More, despite von Tobel’s experience in fintech and Pritzker’s in real estate especially, Inspired Capital has no plans to limit itself to any sector, von Tobel says. Inspired Capital is just as interested in consumer, media, healthcare and enterprise SaaS startups as money or property management, she stresses.

One of Inspired’s first checks went to Chief, a private women’s network that offers C-suite execs and vice presidents mentorship opportunities, career coaching sessions and networking events. (Inspired co-led the company’s $22 million Series A round with General Catalyst this past summer.) Another is Umbrella, a kind of TaskRabbit that’s more expressly focused on the aging population.

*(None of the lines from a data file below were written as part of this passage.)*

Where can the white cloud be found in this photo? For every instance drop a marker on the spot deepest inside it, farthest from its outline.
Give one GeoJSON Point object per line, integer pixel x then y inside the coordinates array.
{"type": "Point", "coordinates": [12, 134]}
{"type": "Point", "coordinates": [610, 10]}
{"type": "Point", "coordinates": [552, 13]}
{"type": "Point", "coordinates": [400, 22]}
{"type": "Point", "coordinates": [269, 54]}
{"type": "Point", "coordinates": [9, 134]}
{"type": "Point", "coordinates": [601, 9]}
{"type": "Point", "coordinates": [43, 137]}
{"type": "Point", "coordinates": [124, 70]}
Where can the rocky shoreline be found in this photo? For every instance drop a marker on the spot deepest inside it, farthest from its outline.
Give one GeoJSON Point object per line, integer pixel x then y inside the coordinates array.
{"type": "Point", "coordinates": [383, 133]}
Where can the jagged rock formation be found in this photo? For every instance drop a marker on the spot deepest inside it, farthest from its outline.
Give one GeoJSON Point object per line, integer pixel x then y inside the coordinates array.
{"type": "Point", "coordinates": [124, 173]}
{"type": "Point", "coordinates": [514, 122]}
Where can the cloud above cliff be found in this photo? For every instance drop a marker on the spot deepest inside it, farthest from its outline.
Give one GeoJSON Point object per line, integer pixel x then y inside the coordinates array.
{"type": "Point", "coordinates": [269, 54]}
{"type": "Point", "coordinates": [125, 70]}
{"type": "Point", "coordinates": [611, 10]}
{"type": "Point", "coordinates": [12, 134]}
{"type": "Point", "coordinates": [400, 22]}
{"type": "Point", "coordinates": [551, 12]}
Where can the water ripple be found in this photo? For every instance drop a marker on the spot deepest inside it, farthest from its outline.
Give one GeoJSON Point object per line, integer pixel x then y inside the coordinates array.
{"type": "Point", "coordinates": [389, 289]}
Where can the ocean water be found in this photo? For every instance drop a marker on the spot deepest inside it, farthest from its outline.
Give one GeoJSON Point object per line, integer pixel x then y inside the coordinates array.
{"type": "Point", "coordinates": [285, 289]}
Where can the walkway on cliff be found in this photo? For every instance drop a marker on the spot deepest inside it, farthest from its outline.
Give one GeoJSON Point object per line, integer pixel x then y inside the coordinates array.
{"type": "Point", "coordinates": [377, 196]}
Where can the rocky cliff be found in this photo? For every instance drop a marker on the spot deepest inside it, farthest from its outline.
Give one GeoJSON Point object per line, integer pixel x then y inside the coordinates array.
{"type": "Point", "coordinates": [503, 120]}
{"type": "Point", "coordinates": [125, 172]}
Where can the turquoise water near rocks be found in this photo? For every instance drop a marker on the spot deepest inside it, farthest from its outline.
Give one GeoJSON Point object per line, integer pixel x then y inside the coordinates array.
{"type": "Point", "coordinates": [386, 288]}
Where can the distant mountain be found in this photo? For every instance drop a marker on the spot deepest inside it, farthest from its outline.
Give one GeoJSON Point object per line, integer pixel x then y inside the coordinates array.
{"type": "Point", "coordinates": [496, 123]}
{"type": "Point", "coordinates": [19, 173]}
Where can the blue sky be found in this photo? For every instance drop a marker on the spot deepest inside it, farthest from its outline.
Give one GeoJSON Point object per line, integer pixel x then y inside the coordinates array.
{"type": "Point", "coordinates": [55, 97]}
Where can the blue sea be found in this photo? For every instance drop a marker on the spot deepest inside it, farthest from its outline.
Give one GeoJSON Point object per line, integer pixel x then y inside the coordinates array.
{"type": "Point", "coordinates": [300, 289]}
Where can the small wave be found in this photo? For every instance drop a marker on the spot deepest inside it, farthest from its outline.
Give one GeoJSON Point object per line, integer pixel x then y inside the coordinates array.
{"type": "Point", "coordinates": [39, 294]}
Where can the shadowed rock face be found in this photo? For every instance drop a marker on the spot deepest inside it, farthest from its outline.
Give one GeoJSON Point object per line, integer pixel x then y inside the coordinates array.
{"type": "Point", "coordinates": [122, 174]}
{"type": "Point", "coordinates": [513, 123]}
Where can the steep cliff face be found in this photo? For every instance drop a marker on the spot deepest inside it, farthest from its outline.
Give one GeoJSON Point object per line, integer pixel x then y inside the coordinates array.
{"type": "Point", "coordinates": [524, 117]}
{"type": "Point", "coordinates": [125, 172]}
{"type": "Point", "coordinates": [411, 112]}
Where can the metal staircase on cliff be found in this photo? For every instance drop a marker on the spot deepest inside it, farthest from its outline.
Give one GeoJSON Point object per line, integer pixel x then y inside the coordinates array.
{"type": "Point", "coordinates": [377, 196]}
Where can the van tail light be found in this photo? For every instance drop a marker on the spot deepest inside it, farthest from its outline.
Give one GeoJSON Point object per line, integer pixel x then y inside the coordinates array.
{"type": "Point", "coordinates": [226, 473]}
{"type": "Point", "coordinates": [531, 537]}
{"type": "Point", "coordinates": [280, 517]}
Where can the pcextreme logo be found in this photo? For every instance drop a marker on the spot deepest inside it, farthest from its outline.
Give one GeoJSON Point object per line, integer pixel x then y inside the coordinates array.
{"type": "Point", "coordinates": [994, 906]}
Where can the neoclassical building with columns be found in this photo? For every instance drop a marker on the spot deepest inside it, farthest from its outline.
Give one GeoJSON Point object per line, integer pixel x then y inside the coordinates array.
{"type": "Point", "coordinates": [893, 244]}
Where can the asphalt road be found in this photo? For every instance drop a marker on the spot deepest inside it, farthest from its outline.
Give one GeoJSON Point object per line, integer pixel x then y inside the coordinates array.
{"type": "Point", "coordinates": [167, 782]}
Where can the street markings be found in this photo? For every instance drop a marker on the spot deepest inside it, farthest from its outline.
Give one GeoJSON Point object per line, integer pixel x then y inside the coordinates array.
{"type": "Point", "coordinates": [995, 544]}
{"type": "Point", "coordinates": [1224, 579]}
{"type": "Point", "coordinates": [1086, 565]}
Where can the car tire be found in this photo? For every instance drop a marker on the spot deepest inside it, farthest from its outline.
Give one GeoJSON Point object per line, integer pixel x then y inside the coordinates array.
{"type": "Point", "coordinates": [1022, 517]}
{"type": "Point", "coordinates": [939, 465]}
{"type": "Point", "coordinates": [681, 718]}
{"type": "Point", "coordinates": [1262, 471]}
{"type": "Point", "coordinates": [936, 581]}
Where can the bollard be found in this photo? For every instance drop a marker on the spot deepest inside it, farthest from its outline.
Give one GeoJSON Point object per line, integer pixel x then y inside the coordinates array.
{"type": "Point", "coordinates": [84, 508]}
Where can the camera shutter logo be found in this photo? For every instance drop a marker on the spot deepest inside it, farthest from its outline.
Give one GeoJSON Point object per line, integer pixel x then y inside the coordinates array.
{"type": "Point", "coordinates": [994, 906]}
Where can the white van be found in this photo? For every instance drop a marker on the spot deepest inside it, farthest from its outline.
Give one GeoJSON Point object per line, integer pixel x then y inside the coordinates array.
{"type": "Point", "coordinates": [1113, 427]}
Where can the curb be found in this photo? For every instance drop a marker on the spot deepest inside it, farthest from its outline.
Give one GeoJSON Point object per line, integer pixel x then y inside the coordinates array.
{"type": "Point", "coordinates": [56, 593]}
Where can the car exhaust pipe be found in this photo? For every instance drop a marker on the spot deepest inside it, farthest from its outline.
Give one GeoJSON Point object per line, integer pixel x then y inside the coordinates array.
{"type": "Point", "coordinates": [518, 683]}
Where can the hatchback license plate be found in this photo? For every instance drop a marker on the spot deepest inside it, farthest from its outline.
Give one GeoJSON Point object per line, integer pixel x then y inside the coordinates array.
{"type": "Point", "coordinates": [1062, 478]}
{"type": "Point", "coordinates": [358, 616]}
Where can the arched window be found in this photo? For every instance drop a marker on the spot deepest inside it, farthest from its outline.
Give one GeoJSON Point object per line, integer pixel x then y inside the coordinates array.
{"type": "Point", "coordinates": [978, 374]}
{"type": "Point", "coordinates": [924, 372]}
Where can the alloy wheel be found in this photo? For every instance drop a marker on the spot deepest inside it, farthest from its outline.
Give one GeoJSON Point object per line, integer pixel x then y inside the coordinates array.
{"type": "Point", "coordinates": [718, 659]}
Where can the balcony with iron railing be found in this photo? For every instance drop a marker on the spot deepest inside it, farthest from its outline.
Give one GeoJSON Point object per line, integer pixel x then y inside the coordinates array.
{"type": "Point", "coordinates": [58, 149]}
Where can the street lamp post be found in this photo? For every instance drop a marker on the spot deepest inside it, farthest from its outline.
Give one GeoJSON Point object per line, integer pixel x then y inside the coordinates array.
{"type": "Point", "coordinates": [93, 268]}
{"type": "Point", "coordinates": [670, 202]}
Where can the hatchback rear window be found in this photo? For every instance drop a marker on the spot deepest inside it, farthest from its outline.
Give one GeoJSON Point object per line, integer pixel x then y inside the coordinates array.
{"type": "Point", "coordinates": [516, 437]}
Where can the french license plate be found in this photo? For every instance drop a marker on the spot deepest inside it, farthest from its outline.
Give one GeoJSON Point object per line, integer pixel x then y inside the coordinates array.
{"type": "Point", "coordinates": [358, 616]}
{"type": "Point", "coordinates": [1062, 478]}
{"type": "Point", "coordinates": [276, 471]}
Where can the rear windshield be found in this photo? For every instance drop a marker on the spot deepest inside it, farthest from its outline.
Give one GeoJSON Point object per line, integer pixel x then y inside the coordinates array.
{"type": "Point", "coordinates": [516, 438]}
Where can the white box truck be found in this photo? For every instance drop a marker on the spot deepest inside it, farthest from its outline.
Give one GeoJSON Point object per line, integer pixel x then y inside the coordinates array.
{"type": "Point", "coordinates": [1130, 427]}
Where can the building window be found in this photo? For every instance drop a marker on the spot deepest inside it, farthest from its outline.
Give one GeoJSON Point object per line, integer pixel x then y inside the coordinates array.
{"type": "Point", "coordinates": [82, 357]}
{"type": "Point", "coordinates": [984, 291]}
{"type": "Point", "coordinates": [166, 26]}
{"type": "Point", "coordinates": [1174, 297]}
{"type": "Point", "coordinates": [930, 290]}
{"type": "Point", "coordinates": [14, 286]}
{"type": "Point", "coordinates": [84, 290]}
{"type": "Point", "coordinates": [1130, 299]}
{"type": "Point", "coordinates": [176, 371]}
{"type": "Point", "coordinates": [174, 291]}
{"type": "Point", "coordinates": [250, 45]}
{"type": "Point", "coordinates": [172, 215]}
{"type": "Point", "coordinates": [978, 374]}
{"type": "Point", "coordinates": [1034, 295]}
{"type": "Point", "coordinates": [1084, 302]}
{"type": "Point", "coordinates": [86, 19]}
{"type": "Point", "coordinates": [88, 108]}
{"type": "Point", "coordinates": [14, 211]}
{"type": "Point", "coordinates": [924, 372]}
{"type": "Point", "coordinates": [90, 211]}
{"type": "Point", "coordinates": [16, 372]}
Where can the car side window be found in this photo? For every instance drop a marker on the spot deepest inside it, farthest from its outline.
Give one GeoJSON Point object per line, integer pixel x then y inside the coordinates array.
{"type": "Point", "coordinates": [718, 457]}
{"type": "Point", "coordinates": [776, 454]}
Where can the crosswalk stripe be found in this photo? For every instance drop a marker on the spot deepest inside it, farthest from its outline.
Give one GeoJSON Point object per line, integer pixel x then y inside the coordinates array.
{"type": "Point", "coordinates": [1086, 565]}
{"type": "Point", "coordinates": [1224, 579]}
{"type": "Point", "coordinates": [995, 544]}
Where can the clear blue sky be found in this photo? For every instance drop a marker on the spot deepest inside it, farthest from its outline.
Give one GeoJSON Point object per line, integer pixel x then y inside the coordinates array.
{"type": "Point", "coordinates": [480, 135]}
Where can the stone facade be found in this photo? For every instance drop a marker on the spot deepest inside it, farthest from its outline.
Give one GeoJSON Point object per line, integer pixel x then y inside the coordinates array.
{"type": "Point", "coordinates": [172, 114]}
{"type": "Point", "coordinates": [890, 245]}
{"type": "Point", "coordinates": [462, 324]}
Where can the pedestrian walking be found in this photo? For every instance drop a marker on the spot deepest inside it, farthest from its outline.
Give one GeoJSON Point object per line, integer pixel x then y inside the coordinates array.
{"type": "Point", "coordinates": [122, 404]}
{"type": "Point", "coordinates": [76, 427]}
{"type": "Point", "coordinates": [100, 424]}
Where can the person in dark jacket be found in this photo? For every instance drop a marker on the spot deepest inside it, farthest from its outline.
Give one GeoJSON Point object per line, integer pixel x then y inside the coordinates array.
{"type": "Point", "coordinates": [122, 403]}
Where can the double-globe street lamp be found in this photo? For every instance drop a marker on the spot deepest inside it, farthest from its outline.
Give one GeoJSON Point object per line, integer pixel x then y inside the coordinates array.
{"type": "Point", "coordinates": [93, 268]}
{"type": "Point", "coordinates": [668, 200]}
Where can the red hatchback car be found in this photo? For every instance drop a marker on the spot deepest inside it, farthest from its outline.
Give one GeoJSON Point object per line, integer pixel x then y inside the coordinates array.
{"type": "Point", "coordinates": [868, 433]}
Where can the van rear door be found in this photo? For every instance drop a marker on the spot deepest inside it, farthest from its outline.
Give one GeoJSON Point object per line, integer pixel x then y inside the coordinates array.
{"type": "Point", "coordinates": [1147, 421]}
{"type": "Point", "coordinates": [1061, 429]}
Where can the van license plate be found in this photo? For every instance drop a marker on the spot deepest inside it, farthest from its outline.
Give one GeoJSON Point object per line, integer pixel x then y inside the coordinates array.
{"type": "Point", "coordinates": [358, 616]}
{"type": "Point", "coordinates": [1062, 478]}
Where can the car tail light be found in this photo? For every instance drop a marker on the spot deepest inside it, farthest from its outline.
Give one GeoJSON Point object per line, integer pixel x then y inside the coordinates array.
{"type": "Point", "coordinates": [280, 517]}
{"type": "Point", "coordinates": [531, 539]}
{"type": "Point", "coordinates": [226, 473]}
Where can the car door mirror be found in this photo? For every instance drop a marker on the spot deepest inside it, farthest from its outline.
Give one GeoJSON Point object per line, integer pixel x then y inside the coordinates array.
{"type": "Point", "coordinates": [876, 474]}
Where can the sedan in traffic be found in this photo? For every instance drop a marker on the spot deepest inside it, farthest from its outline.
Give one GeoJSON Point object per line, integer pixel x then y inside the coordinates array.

Other deals include Kindur and Rho. Kindur is a platform that aims to help users choose annuities, as well as optimize their other investments and Social Security options. Rho, like Brex, is aiming to offer fast and flexible digital banking services to entrepreneurs.

Generally, says von Tobel, Inspired Capital will be writing checks that range from $500,000 on the low end, all the way up to $10 million for companies that are starting to gain real traction. In exchange, it will seek ownership in the “low single digits all the way to double digits, depending on where the company is,” she says.

As for how soon is too soon to approach the firm, von Tobel says that, unlike a lot of seed-stage firms, Inspired isn’t necessarily looking for traction as much as it is founders who are, well, inspiring.

Says von Tobel, “We’re definitely not afraid of partnering with an exceptional person before they have an idea.”